AL6/7 and AtBMI1a/b promote seed germination likely through repression of seed developmental genes. Consistently, the al6 al7 mutant and the Atbmi1a Atbmi1b mutant showed derepression of ABI3, DOG1, CRU1, CRU3, CHO1 and PER1 (Figure 4). The expression of these seed developmental genes has been previously shown to negatively regulate seed germination [4], [7], [9], [10]. Quantitative differences in gene expression and the stress-inducible nature of these genes in seed germination regulation might explain the al6 al7 mutant phenotype observable under osmotic stress conditions. The detected gene derepression was more severe and persisting in Atbmi1a Atbmi1b than in al6 al7. This indicates that although AL6/7 and AtBMI1a/b form protein complexes, they play distinct roles: AL6/7 acts early and transiently, whereas AtBMI1a/b are necessary for establishing stable repression. We propose that AL6/7 bind H3K4me3 and recruit AtBMI1a/b, facilitating H3K27me3 deposition and stable repressive AL PHD-PRC1 complex formation. Prior to seed coat rupture, all four analyzed target loci (i.e. ABI3, DOG1, CRU3 and CHO1) were highly enriched in H3K4me3 and depleted of H3K27me3 (Figure 5), which is consistent with their high transcriptional activities. Upon seed germination, H3K4me3 levels decreased and H3K27me3 levels increased, leading to a repressive chromatin state characterized by background levels of H3K4me3 but high levels of H3K27me3. The switch from H3K4me3 to H3K27me3 is correlated with the seed germination time when assayed under varied physiological conditions [14]. Loss of AL6/7 or AtBMI1a/b caused a delay in the switch from H3K4me3 to H3K27me3, which is in agreement with the observed seed germination delay phenotypes. High levels of H3K27me3 at seed developmental genes were maintained by PRC2 throughout the subsequent seedling and vegetative growth stages [12], [13]. Consistently, binding of the PRC1 H3K27me3-reader component LHP1 was detected at ABI3 and DOG1 (Figure 6) as well as at CRU3 and CHO1 loci ([29]; http://epigenomics.mcdb.ucla.edu/cgi-bin/hgTracks).

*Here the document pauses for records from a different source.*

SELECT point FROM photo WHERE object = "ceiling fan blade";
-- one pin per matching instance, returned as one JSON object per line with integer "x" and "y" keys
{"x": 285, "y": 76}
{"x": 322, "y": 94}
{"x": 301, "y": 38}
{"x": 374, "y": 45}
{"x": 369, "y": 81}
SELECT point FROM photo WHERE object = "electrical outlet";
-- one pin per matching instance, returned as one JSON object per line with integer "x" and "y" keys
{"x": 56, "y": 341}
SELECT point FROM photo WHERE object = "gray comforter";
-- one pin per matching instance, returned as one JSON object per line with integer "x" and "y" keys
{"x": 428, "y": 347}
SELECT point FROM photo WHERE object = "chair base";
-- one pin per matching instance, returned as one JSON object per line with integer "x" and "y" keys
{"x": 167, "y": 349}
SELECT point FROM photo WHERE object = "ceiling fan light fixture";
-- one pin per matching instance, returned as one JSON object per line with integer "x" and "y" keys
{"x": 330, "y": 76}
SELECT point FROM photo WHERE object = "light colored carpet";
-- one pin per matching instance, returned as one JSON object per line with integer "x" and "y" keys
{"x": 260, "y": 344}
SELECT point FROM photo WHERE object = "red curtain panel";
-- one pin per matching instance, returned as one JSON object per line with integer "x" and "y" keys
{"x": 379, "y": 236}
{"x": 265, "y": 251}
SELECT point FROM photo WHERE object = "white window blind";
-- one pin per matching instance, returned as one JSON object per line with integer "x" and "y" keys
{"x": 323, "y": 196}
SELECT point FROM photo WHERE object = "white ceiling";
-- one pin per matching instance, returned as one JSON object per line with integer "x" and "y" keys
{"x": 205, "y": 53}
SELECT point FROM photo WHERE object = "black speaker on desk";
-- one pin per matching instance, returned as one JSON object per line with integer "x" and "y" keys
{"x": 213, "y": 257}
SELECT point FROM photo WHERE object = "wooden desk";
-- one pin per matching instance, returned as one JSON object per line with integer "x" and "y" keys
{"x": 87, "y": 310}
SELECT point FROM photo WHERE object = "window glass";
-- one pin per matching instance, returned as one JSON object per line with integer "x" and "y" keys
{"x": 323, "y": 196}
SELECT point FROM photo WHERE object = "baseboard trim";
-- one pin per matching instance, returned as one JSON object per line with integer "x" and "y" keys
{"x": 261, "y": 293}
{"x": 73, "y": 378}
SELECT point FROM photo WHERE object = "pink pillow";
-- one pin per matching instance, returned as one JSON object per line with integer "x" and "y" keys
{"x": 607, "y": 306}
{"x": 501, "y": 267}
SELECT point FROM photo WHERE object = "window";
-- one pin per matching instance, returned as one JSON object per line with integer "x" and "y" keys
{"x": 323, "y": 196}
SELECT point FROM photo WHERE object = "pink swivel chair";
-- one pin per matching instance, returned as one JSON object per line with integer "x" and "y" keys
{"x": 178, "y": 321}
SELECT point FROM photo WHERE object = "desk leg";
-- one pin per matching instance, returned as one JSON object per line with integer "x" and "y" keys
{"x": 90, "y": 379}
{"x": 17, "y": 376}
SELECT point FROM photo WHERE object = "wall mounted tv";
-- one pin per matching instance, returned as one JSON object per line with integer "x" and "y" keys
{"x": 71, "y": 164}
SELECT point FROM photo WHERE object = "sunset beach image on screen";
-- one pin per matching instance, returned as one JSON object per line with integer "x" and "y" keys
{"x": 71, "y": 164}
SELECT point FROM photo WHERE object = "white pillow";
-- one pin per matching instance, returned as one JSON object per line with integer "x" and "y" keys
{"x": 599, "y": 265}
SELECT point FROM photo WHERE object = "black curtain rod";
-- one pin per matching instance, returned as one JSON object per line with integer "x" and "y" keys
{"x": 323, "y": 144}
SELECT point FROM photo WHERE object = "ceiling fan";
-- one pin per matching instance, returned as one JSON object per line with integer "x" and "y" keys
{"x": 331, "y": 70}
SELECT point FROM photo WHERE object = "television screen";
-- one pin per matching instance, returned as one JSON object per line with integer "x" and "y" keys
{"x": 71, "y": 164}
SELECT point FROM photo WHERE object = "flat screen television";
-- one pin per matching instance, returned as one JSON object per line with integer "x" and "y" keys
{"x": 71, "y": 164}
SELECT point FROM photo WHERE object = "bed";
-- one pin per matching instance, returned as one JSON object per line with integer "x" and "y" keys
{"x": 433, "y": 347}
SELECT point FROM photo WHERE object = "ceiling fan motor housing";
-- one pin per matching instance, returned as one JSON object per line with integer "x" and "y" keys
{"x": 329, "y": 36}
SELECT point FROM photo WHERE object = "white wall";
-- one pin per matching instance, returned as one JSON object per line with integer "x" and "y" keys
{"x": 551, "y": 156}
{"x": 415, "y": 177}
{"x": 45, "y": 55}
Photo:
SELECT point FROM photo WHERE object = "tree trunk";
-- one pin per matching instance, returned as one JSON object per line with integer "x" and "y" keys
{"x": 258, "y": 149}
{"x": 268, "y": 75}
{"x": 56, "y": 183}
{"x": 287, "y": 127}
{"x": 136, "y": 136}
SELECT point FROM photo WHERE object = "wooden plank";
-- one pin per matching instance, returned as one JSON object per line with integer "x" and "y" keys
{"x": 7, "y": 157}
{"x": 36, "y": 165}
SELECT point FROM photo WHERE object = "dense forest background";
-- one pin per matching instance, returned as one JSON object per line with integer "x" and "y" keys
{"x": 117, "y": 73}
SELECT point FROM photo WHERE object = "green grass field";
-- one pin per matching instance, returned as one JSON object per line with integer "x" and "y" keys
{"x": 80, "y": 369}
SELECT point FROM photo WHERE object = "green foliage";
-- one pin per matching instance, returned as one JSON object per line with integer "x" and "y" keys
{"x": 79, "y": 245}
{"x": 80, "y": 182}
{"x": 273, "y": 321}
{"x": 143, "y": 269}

It is worth noting that there is a marked correlation of gene conservation during evolution. ABI3 sequence homologues are found in evolutionarily distant species, including green algae, mosses, gymnosperms and angiosperms [32]. AL homologues also appeared together with green algae and are widespread in the green lineage. PRC1-related sequences have emerged later during green lineage evolution: BMI1 homologues are found as early as the mosses whereas RING1 and LHP1 homologues are found only in angiosperms [19]. This indicates that H3K4me3 and AL readers are established early whereas H3K27me3 and PRC1 readers appeared later in the evolution of seed plants. It will be of interest to investigate AL and BMI1 function in mosses to examine the hypothesis that the ABI3-regulatory pathway is ancient and acquired for desiccation tolerance beyond seed germination control [33], [34]. This will also examine minimum component composition required for AL PHD-PRC1 complex function.

Our finding of physical interactions between PHD-domain AL proteins and PRC1, two types of readers for the functionally opposite chromatin marks, H3K4me3 and H3K27me3, respectively, is novel and intriguing. In general, genome regions contain either the active mark H3K4me3 or the repressive mark H3K27me3. Bivalent configuration containing both H3K4me3 and H3K27me3 has been first reported in animal stem cells and is thought to maintain developmental genes in a silenced state poised for activation upon cell differentiation [35], [36]. A transient bivalent-like state with AL-H3K4me3 and PRC1-H3K27me3 interactions could exist at seed developmental genes during germination. Most remarkably, however, AL-H3K4me3 interaction likely serves to recruit PRC1 to previously active seed developmental genes, leading to the switch from on to off of transcription of these genes. In animals, the Polycomblike (PCL) proteins bind the active mark H3K36me3 via Tudor domain and physically interact with PRC2 to implement de novo repression of previously active embryonic stem cell-specific genes during transition to cell differentiation (reviewed in Abed and Jones [37]). The Arabidopsis PHD-domain proteins VRN5 and VIN3 form complexes with PRC2, which may act similarly to animal PCL-PRC2, in establishing repression of FLOWERING LOCUS C (FLC) for plant vegetative-to-reproductive growth phase transition [38]. Distinctively, our study proposes recruitment of PRC1 via AL-H3K4me3 interaction (Figure 7), which challenges the classic hierarchical paradigm where PRC2 is recruited prior to PRC1. In line with our proposition, two recent studies have shown that AtBMI1 positively regulates H3K27me3 enrichment at several genes including ABI3 in 10-day-old plants [23] and LHP1 is required for H3K27me3 enrichment at flower gene loci in roots [27]. It is reasonable to speculate that different PRC1-associated factors may be involved in repression of different genes in different types of plant cells/tissues. Also an increasing number of studies in animals start to reveal varied composition of PRC1/PRC1-associated complexes as well as examples of H3K27me3 (PRC2)-independent functions of some PRC1 complexes [39], [40]. Future studies are necessary to investigate PRC1 composition and spatial-temporal dynamic complex assembly in vivo, which remain poorly documented so far.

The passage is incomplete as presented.